The Productivity Commission’s proposed changes to the way default superannuation funds are chosen will offer better consumer outcomes and deserve “close consideration”, according to BT.
In an article on the Westpac website, BT Financial Group chief executive Brad Cooper said recommendations made in the Productivity Commission’s draft report on efficiency and competition in the superannuation system would be more beneficial to members than the current system.
“Until now, BT has supported an 'open market' model in which any Australian Prudential Regulation Authority-approved MySuper product was free to compete for default status as opposed to one where an independent body, potentially susceptible to political influence, is responsible for selecting a shortlist,” Mr Cooper said.
“The Productivity Commission’s report, however, provides compelling analysis and has led BT to conclude that a different model is necessary to protect consumers from account duplication, underperforming funds and balance erosion.”
Mr Cooper said the proposals, which would see a government-established panel select a shortlist of 10 “best in show” funds to guide consumer choice and have consumers only default once, would be “in the best interests of consumers” and create a stronger superannuation system.
“The PC has made it clear to the industry the standard every superannuation fund must meet to rightfully claim they are worthy of default status,” Mr Cooper said.
“Let’s not let this opportunity to transform the superannuation industry – and in the process lift the retirement incomes of millions of Australians – pass us by. It’s time for the industry to show leadership and for the superannuation system to deliver on its promise.”
Mr Cooper’s comments follow remarks made earlier this week by AIOFP executive director Peter Johnston, who said the Productivity Commission’s recommendations would resolve “one of the most profoundly conflicted arrangements” in financial services, by preventing corporate and union executives from recommending a preferred default fund without holding an AFSL.

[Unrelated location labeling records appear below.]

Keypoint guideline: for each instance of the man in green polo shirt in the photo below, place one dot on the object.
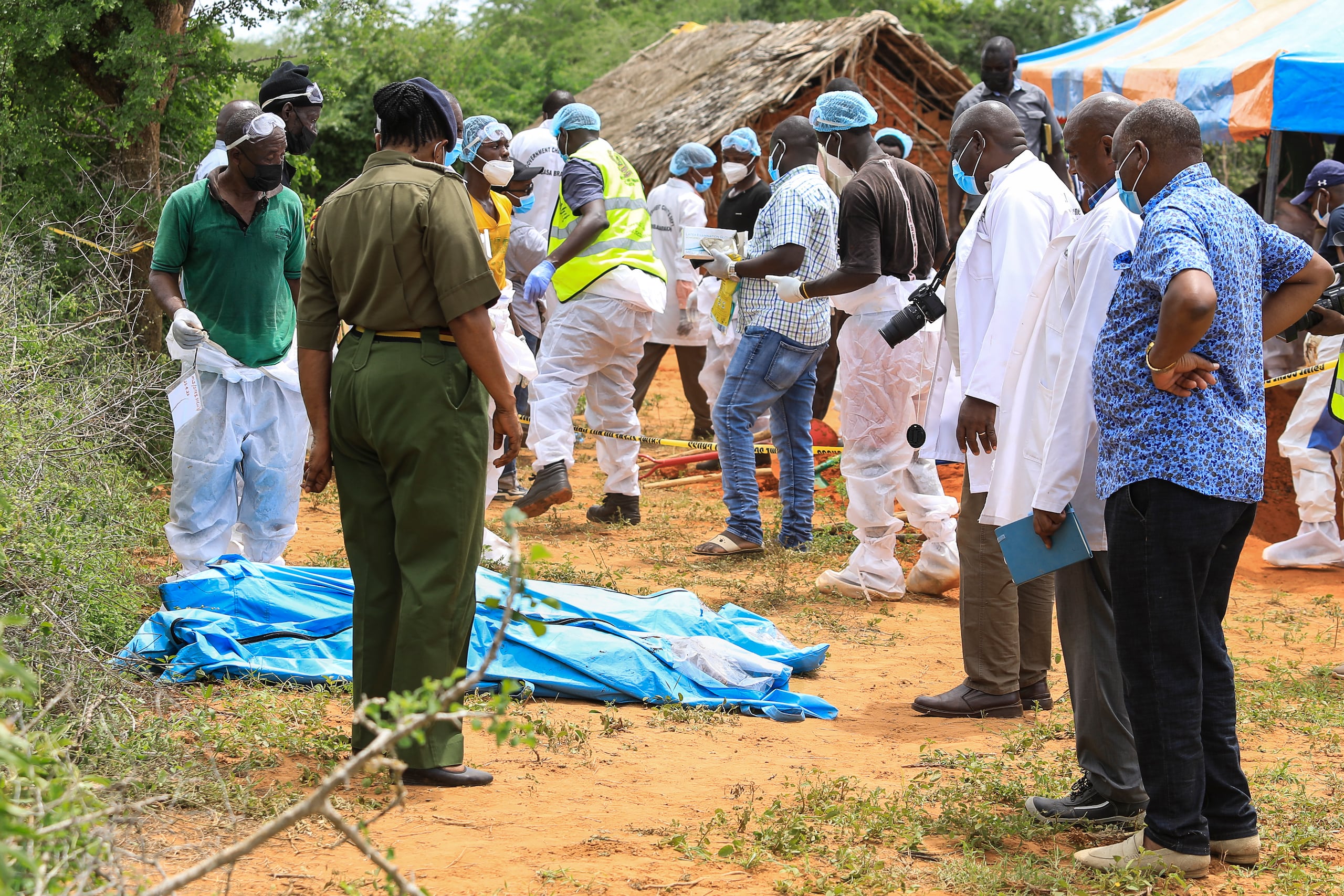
(226, 267)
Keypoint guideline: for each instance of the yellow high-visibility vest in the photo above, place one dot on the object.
(628, 238)
(1338, 392)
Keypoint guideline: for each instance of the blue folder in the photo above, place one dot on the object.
(1027, 555)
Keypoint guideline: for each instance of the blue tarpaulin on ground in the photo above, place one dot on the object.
(293, 624)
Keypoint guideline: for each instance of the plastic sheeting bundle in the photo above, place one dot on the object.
(293, 624)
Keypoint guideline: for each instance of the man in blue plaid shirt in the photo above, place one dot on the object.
(774, 366)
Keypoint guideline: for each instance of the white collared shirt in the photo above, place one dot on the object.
(1047, 434)
(998, 258)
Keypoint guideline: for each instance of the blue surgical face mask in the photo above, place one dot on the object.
(1129, 198)
(964, 181)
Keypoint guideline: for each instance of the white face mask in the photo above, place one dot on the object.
(734, 172)
(498, 172)
(1321, 218)
(834, 163)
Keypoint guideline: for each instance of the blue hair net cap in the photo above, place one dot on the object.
(575, 117)
(692, 156)
(742, 140)
(842, 111)
(902, 138)
(480, 129)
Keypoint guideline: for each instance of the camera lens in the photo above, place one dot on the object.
(902, 325)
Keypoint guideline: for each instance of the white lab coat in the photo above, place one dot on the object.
(1047, 431)
(673, 206)
(998, 257)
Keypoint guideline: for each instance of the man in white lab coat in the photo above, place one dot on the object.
(1047, 461)
(1004, 629)
(676, 205)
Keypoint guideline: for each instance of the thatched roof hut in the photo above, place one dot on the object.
(699, 82)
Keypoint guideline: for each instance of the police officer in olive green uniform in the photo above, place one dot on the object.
(402, 412)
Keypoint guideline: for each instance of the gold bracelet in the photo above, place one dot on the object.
(1150, 364)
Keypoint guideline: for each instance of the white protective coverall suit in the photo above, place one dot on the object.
(1309, 442)
(238, 464)
(882, 393)
(519, 366)
(593, 345)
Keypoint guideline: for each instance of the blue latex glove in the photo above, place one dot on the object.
(534, 291)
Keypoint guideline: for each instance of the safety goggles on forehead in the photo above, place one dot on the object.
(490, 133)
(312, 93)
(260, 128)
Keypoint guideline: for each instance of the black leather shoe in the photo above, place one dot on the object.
(616, 508)
(965, 702)
(1037, 696)
(1085, 804)
(445, 778)
(551, 487)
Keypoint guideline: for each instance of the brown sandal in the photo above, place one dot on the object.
(725, 544)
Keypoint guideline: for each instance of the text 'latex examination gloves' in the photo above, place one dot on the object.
(187, 330)
(719, 265)
(534, 291)
(790, 288)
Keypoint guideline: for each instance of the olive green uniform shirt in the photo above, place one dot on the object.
(394, 249)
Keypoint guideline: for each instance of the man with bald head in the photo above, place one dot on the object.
(999, 82)
(218, 156)
(1182, 465)
(1004, 629)
(1047, 461)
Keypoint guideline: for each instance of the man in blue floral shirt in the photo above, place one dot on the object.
(1178, 390)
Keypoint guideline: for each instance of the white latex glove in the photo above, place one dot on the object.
(790, 288)
(187, 328)
(719, 267)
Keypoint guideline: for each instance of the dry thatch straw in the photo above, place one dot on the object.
(698, 83)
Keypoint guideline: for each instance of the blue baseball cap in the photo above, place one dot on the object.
(1326, 174)
(443, 105)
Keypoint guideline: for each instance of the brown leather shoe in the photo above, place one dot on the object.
(965, 702)
(1037, 696)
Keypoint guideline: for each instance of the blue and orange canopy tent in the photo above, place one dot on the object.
(1245, 68)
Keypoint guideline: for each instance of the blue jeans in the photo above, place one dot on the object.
(1172, 558)
(769, 373)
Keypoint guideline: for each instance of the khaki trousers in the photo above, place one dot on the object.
(1004, 629)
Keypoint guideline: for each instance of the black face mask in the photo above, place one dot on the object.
(265, 179)
(300, 143)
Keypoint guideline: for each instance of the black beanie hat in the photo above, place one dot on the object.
(287, 80)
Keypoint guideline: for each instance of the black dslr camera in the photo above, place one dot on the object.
(925, 308)
(1331, 299)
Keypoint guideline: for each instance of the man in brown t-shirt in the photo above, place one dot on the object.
(891, 236)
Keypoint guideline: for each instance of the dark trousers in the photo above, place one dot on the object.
(690, 359)
(827, 368)
(407, 426)
(1104, 741)
(1172, 558)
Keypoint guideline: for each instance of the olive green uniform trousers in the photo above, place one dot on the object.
(409, 437)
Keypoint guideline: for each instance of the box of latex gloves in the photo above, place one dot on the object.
(692, 237)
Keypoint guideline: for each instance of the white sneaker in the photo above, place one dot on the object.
(937, 571)
(1315, 544)
(1131, 853)
(832, 582)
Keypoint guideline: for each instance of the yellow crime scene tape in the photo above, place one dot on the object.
(1297, 375)
(706, 446)
(143, 244)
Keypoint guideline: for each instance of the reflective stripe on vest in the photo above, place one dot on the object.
(1338, 392)
(628, 237)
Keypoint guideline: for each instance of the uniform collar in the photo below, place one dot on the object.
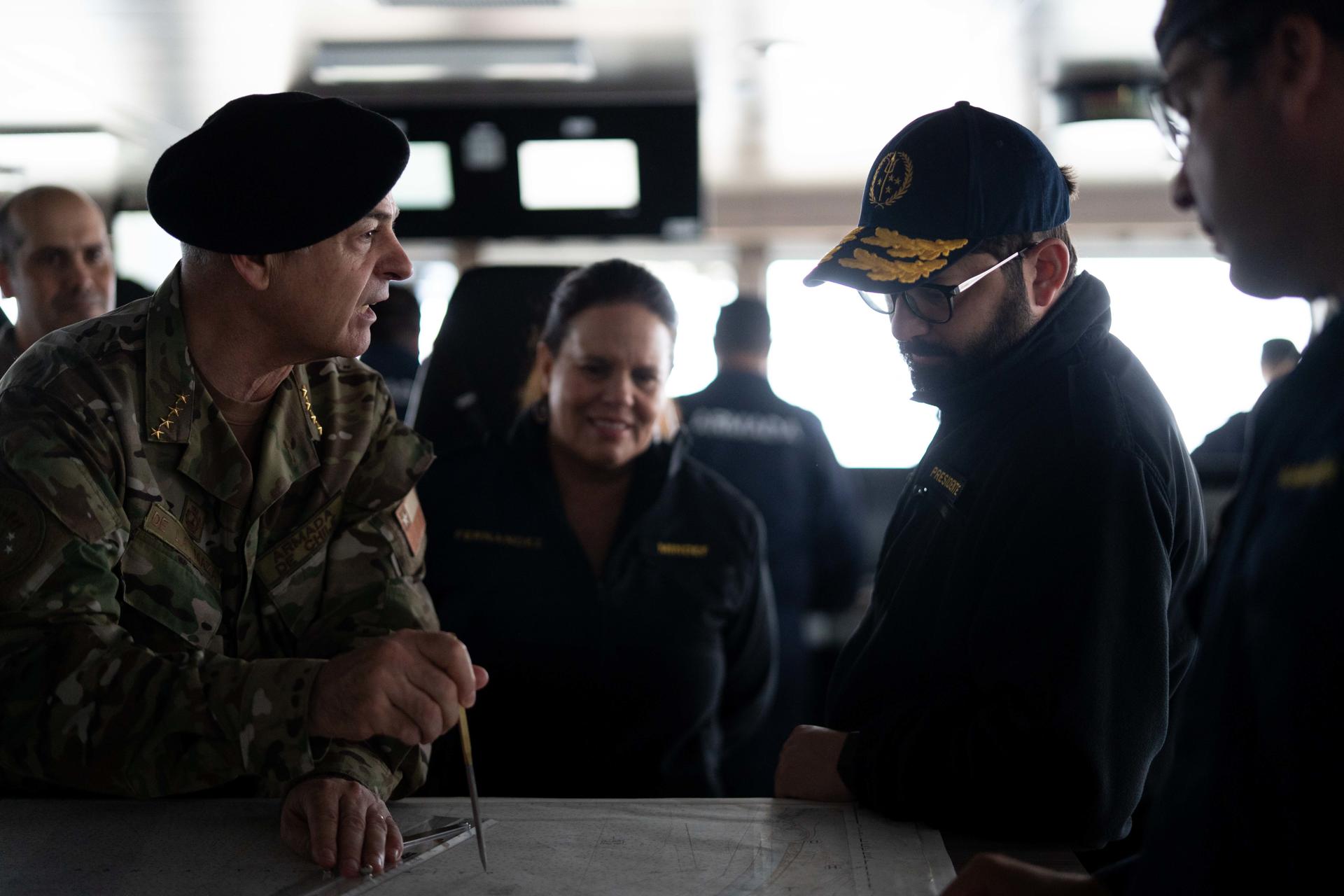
(181, 412)
(738, 381)
(172, 388)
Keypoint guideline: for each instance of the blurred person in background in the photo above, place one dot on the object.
(55, 258)
(394, 344)
(1225, 447)
(1014, 673)
(211, 574)
(619, 586)
(778, 456)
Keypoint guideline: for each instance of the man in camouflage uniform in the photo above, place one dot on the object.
(210, 543)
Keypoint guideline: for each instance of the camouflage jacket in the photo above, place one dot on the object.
(162, 615)
(8, 344)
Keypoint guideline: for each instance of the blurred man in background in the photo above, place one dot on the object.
(778, 456)
(1226, 445)
(394, 346)
(1014, 673)
(55, 258)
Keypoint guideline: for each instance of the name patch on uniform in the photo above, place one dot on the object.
(946, 480)
(769, 429)
(194, 517)
(412, 519)
(299, 546)
(1310, 476)
(166, 527)
(524, 542)
(694, 551)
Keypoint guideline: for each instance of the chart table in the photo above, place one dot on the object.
(657, 846)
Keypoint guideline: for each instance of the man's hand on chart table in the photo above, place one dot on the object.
(806, 766)
(340, 824)
(407, 685)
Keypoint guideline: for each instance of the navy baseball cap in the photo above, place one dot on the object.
(1184, 18)
(946, 182)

“Corporates and trade unions selecting their preferred superannuation funds is technically giving advice to their members/employees, which they are not licensed to do so,” Mr Johnston said.
“The corporate or union executives making these decisions should be prosecuted by ASIC for breaches of the corporation law. To make matters worse, these selections are mandated, giving members no choice to consider other options that may be better performing or have a lower cost base.”